One of the obvious applications for text mining is in its use to monitor multiple online and wireless communication channels for the use of selected keywords such as anthrax or the names or aliases of individual or groups of suspects. Text mining has typically been used by corporations to organize and index internal documents, but the same technology can be used to organize criminal cases by police departments to institutionalize the knowledge of criminal activities by perpetrators and organized gangs and groups. This is already being done in the United Kingdom using text mining software from Autonomy. More importantly, criminal investigators and intelligence analysts can sort, organize, and analyze gigabytes of text during the course of their investigations and inquiries using the same technology and tools. Most of today's crimes are digital in nature, requiring the coordination and communication of perpetrators via channels that leave text trails investigators can analyze. As we shall see, there is an assortment of tools and techniques for discovering key information concepts from narrative text residing in multiple databases in many formats.

As with some of the other data mining technologies covered in this book, text mining is one of many new tools for combating digital crimes in today's world. Almost all of these technologies have their roots in the field of AI, and almost all have been developed to amplify and assist human endeavors in the fields of science, commerce, and now forensics. There have been some recent developments and applications in the field of mining text-based data using an assortment of algorithms and various statistical and visualization schemes.

Text mining is similar to data mining because both deal with automating the analysis of large volumes of data and can be used for the purposes of profiling individuals, groups of entities, and companies. The techniques differ in the types of data they analyze and the methods they use to conduct their analyses. Data mining is primarily intended for analyzing and discovering relationships or ratios in structured data, both numeric and categorical. Conversely, text mining analyses specifically work with unstructured textual information in searching for concepts and clusters in thousands of documents or Web pages.

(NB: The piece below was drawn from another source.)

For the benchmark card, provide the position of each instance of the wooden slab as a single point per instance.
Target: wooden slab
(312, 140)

Data mining uses technologies like neural networks for detecting patterns or extracts predictive rules using machine-learning algorithms to automate the process of data analysis and profiling. However, a key differentiator between data mining and text mining is that the latter makes extensive use of lexical processing and analysis, word/phrase parsing, and other NLP techniques in order to highlight key concepts and relationships between words and clusters of documents, based on their content. In addition, text mining applications typically rely on advanced visualization to present an overview of document content; they also use XML and HTML to link large numbers of similar documents, which users can drill back through. Depending on the type of investigation and the format of the data, different tools will be required, including those based on text analysis.